Senate Minority Leader Mitch McConnell (R-KY) on Tuesday floated a one-year delay in Obamacare’s individual mandate in exchange for reviving emergency unemployment benefits for one year.
“I’m sure that many on my side who would like to see these additional weeks of benefits extended, if like the Speaker of the House indicated he supported we could find a way to extend them without actually adding to the national debt,” he said on the Senate floor. “So to that end, I’d like to propose that we be allowed — my side be allowed to offer an amendment to pay for these benefits by lifting the burden of Obamacare’s individual mandate for one year and take care of our veterans who were harmed by the recently agreed to budget deal while we are at it in the same amendment.”
His remarks came just ahead of a procedural vote, requiring 60 senators, to break a filibuster and advance legislation to revive unemployment benefits for three months. The benefits lapsed on Dec. 28 for some 1.3 million Americans looking for work.

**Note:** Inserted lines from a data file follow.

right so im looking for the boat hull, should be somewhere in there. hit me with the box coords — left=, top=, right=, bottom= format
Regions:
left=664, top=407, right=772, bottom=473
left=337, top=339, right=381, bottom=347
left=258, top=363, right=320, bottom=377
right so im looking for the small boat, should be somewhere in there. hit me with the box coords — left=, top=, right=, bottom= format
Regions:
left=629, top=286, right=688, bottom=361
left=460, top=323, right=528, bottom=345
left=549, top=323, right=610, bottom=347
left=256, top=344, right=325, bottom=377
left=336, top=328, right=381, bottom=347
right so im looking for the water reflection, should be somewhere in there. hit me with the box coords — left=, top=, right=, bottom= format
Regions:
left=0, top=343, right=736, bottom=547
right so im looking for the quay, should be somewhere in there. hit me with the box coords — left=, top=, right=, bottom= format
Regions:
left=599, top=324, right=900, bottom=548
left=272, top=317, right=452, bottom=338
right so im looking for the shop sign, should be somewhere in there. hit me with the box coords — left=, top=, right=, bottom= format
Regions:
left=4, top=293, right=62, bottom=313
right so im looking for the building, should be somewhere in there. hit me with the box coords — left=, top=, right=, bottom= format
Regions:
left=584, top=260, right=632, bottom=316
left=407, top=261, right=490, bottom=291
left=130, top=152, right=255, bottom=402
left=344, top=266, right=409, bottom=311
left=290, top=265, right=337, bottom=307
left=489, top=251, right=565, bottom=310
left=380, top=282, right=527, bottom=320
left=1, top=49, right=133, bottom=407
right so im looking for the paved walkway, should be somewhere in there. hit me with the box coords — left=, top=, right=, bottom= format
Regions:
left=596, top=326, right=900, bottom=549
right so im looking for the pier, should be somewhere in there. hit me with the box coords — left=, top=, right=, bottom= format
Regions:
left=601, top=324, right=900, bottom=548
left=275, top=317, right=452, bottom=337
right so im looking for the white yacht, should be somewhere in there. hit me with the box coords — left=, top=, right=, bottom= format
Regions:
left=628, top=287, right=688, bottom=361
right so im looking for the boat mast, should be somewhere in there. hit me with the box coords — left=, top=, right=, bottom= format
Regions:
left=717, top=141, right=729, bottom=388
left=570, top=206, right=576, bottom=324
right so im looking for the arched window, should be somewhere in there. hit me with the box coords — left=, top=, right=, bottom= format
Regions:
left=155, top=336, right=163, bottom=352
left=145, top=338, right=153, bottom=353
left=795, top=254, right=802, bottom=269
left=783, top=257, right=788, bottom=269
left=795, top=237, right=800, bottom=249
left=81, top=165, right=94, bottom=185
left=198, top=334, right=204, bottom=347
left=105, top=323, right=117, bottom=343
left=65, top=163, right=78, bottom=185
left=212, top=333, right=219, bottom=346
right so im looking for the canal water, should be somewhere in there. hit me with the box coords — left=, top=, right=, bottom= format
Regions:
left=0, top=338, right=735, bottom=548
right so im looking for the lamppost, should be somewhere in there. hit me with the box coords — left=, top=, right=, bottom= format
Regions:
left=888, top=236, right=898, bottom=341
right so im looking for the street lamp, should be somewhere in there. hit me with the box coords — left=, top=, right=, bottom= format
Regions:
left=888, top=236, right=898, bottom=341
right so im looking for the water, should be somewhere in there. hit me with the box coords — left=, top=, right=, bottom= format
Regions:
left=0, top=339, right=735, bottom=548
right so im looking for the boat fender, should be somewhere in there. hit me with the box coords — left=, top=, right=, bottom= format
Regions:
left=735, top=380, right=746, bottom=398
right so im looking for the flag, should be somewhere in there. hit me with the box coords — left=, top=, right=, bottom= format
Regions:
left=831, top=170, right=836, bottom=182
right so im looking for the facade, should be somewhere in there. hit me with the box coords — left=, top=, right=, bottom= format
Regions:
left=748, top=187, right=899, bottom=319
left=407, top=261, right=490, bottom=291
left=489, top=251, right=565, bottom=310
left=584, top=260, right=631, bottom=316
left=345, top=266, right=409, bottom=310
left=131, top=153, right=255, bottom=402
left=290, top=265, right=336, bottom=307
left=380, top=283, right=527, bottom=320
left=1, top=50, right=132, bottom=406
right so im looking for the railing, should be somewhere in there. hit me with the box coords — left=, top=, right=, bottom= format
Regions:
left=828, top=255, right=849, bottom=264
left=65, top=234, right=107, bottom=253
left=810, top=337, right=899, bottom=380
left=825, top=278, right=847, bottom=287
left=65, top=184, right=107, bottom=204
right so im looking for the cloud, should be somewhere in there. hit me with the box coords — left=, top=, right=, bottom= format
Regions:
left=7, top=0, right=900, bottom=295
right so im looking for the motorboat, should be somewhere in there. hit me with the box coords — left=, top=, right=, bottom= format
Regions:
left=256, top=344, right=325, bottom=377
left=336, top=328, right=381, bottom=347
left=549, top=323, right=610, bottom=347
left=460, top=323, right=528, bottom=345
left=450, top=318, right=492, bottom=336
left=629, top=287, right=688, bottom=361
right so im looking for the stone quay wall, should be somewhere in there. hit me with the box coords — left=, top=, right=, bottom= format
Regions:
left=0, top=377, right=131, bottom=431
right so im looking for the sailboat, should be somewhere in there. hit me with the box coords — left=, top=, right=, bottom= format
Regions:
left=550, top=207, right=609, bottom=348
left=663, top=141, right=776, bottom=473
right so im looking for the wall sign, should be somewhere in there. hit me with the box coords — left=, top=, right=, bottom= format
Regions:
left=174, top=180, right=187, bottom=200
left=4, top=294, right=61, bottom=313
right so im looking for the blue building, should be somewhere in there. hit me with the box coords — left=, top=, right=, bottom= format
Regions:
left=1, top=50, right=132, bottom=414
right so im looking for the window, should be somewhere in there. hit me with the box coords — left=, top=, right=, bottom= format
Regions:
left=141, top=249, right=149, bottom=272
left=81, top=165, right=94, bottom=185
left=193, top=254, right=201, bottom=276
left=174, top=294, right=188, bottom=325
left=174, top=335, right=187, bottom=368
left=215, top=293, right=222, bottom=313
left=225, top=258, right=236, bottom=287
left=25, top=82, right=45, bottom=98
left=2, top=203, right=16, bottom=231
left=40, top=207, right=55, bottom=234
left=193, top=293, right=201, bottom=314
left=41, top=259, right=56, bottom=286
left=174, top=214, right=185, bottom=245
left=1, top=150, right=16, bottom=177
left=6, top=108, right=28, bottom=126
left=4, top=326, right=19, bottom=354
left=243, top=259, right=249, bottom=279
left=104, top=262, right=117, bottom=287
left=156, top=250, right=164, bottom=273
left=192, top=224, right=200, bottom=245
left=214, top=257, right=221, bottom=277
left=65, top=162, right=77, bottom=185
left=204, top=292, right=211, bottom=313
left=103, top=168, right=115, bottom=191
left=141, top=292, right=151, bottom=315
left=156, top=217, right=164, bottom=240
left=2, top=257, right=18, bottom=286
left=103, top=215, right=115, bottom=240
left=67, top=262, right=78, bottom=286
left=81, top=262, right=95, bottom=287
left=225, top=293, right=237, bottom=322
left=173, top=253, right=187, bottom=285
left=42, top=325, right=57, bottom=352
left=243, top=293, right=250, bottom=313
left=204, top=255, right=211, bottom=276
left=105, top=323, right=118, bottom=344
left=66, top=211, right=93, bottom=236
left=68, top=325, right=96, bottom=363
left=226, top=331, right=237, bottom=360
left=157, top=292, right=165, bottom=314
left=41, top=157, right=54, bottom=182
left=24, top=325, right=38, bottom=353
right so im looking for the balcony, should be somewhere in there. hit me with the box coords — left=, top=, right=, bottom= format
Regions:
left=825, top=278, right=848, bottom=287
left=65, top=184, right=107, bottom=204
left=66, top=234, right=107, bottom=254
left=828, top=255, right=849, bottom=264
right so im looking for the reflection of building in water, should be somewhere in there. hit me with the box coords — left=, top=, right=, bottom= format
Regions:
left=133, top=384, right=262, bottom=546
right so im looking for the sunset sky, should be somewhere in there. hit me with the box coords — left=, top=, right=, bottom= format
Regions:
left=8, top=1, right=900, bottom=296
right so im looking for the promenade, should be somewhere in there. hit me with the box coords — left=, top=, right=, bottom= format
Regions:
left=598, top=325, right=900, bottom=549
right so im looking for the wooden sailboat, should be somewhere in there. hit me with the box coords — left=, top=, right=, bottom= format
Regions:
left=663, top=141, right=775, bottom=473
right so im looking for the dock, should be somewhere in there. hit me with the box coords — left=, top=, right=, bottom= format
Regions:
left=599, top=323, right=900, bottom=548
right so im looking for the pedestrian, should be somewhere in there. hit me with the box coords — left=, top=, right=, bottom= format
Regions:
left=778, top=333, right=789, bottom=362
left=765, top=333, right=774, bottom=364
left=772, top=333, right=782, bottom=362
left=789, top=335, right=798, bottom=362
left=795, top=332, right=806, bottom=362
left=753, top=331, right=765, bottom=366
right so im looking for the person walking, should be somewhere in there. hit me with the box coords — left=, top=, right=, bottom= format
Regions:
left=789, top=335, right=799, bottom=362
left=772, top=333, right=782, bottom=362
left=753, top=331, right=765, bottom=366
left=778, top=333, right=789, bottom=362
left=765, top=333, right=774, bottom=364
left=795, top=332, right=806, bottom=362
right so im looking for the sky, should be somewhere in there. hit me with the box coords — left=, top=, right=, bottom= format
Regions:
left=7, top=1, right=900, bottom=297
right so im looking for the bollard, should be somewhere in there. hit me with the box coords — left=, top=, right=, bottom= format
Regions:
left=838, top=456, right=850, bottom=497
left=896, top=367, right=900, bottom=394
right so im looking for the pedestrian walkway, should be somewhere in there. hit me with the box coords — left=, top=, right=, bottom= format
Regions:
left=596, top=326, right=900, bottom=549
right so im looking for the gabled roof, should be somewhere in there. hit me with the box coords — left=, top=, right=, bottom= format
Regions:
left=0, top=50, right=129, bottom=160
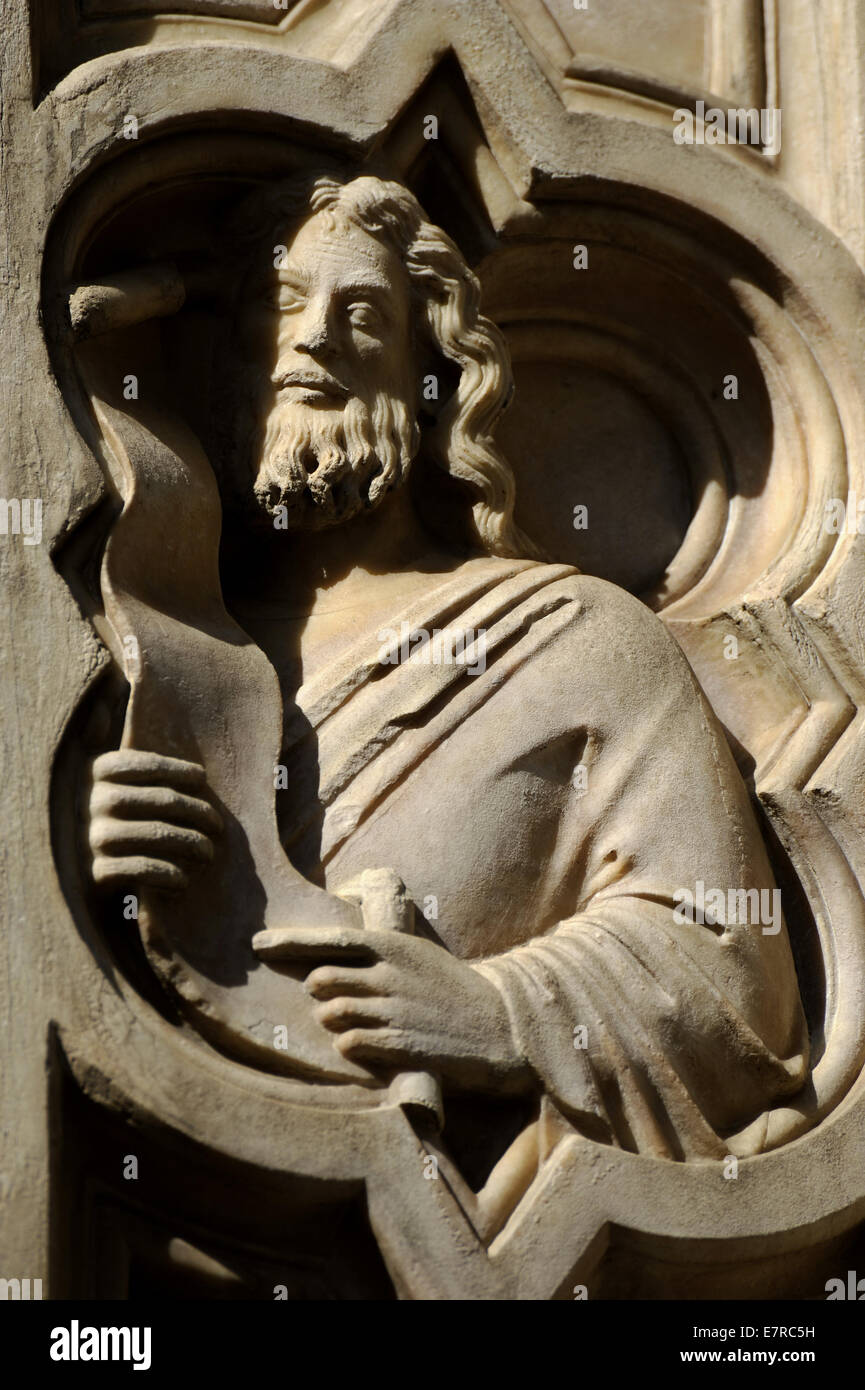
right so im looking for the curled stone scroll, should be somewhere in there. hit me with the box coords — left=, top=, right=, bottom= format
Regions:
left=79, top=329, right=443, bottom=1122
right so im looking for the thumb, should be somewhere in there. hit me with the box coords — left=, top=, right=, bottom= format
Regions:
left=334, top=867, right=415, bottom=934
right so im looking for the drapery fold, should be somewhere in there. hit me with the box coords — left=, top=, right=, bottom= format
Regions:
left=284, top=557, right=810, bottom=1160
left=476, top=896, right=808, bottom=1159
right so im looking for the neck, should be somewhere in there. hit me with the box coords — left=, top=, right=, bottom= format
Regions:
left=227, top=477, right=463, bottom=617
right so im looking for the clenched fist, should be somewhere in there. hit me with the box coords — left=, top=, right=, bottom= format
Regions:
left=88, top=749, right=223, bottom=892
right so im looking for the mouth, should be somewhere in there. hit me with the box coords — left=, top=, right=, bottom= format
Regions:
left=275, top=373, right=349, bottom=401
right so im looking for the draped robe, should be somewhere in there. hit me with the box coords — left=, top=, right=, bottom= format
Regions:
left=245, top=556, right=809, bottom=1164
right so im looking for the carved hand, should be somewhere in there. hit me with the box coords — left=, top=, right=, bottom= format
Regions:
left=88, top=749, right=223, bottom=891
left=272, top=925, right=532, bottom=1094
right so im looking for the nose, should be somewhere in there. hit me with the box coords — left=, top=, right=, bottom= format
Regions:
left=294, top=297, right=334, bottom=357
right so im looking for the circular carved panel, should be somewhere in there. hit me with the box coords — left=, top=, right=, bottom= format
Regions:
left=497, top=352, right=690, bottom=593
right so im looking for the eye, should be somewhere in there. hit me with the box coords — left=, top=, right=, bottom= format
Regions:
left=347, top=300, right=382, bottom=332
left=261, top=282, right=306, bottom=312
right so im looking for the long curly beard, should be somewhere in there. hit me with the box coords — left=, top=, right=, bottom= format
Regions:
left=252, top=391, right=421, bottom=531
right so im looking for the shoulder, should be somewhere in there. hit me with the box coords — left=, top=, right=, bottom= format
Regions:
left=519, top=565, right=691, bottom=671
left=501, top=565, right=704, bottom=720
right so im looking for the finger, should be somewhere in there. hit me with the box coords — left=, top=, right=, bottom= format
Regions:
left=333, top=1027, right=419, bottom=1066
left=91, top=782, right=223, bottom=834
left=306, top=963, right=391, bottom=1000
left=252, top=925, right=376, bottom=963
left=315, top=997, right=392, bottom=1033
left=92, top=853, right=189, bottom=892
left=89, top=816, right=215, bottom=863
left=92, top=750, right=207, bottom=790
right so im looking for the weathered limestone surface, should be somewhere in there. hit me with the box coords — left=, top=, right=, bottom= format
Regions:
left=3, top=0, right=865, bottom=1299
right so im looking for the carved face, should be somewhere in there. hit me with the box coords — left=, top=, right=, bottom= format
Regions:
left=240, top=210, right=421, bottom=530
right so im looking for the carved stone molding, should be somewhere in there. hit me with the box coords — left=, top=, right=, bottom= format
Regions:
left=5, top=0, right=865, bottom=1300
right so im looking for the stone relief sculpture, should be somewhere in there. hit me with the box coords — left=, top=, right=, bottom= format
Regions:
left=85, top=171, right=808, bottom=1177
left=7, top=0, right=865, bottom=1304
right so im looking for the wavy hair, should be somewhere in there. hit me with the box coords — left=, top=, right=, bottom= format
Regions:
left=228, top=169, right=533, bottom=557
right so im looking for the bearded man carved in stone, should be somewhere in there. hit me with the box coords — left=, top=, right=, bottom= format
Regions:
left=87, top=172, right=808, bottom=1164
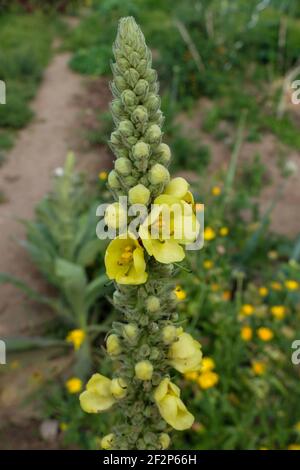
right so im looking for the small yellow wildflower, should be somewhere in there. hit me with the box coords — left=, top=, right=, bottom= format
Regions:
left=270, top=281, right=282, bottom=291
left=252, top=361, right=266, bottom=376
left=222, top=290, right=231, bottom=301
left=66, top=329, right=86, bottom=351
left=184, top=371, right=199, bottom=381
left=285, top=280, right=299, bottom=291
left=204, top=227, right=216, bottom=241
left=60, top=422, right=69, bottom=432
left=211, top=186, right=221, bottom=196
left=98, top=171, right=108, bottom=181
left=259, top=287, right=268, bottom=297
left=270, top=305, right=286, bottom=320
left=219, top=227, right=229, bottom=236
left=241, top=326, right=253, bottom=341
left=198, top=371, right=219, bottom=389
left=257, top=327, right=274, bottom=341
left=240, top=304, right=254, bottom=316
left=66, top=377, right=82, bottom=394
left=174, top=285, right=186, bottom=301
left=201, top=357, right=215, bottom=373
left=268, top=250, right=278, bottom=260
left=203, top=260, right=214, bottom=270
left=288, top=444, right=300, bottom=450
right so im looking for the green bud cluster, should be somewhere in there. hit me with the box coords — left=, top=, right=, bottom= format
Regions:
left=107, top=16, right=171, bottom=201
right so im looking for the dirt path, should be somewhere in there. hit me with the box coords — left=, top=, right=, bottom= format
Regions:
left=0, top=52, right=111, bottom=338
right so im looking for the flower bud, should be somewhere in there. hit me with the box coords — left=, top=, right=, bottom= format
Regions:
left=136, top=59, right=148, bottom=75
left=123, top=323, right=138, bottom=341
left=123, top=175, right=137, bottom=187
left=108, top=170, right=121, bottom=189
left=132, top=141, right=150, bottom=160
left=144, top=68, right=157, bottom=83
left=111, top=100, right=124, bottom=118
left=159, top=433, right=170, bottom=450
left=162, top=325, right=177, bottom=344
left=114, top=76, right=127, bottom=92
left=110, top=131, right=121, bottom=146
left=145, top=124, right=162, bottom=144
left=111, top=377, right=127, bottom=399
left=106, top=334, right=121, bottom=356
left=144, top=93, right=160, bottom=114
left=129, top=184, right=150, bottom=205
left=114, top=157, right=132, bottom=176
left=132, top=105, right=148, bottom=124
left=101, top=433, right=115, bottom=450
left=134, top=79, right=149, bottom=96
left=135, top=360, right=153, bottom=381
left=146, top=296, right=160, bottom=313
left=117, top=58, right=129, bottom=73
left=148, top=163, right=170, bottom=185
left=118, top=119, right=134, bottom=137
left=104, top=202, right=127, bottom=229
left=156, top=143, right=171, bottom=165
left=121, top=89, right=137, bottom=107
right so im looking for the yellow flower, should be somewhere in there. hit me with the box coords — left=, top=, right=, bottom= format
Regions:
left=270, top=305, right=286, bottom=320
left=204, top=226, right=216, bottom=241
left=285, top=280, right=299, bottom=291
left=99, top=171, right=108, bottom=181
left=139, top=193, right=199, bottom=264
left=174, top=285, right=186, bottom=301
left=211, top=186, right=221, bottom=196
left=66, top=377, right=82, bottom=394
left=252, top=361, right=266, bottom=376
left=101, top=433, right=115, bottom=450
left=257, top=327, right=274, bottom=341
left=241, top=326, right=253, bottom=341
left=106, top=334, right=121, bottom=356
left=201, top=357, right=215, bottom=373
left=184, top=371, right=199, bottom=381
left=168, top=330, right=202, bottom=373
left=203, top=260, right=214, bottom=270
left=198, top=371, right=219, bottom=389
left=66, top=329, right=86, bottom=351
left=79, top=374, right=116, bottom=413
left=135, top=360, right=153, bottom=380
left=154, top=378, right=194, bottom=430
left=105, top=233, right=147, bottom=285
left=288, top=444, right=300, bottom=450
left=240, top=304, right=254, bottom=316
left=270, top=281, right=282, bottom=291
left=219, top=227, right=229, bottom=236
left=259, top=287, right=268, bottom=297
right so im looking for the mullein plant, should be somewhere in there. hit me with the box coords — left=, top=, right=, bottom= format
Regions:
left=79, top=17, right=202, bottom=450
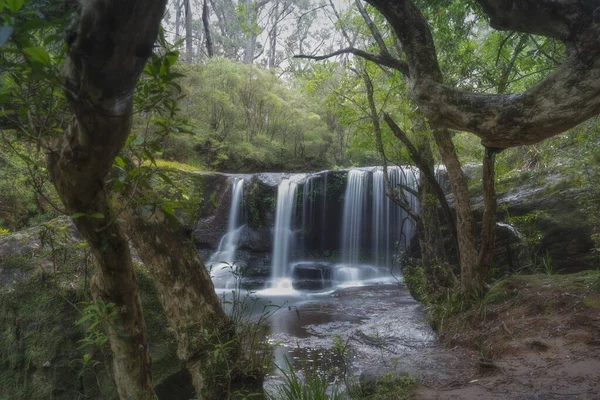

The nonpartisan Congressional Budget Office said last September that delaying the mandate for a year would reduce the deficit by $35 billion, with most of the savings coming from fewer Medicaid outlays and fewer premium tax credits provided to enrollees on the exchanges. It would also raise insurance premiums, CBO said, as it would result in a sicker coverage pool.
An individual mandate delay, which Republicans have repeatedly attempted and failed, is a nonstarter for Democrats as it would substantially disrupt Obamacare, especially now that many are signed up and insurance premiums are set in accordance with the mandate.
Senate Majority Leader Harry Reid (D-NV) shot down McConnell’s request.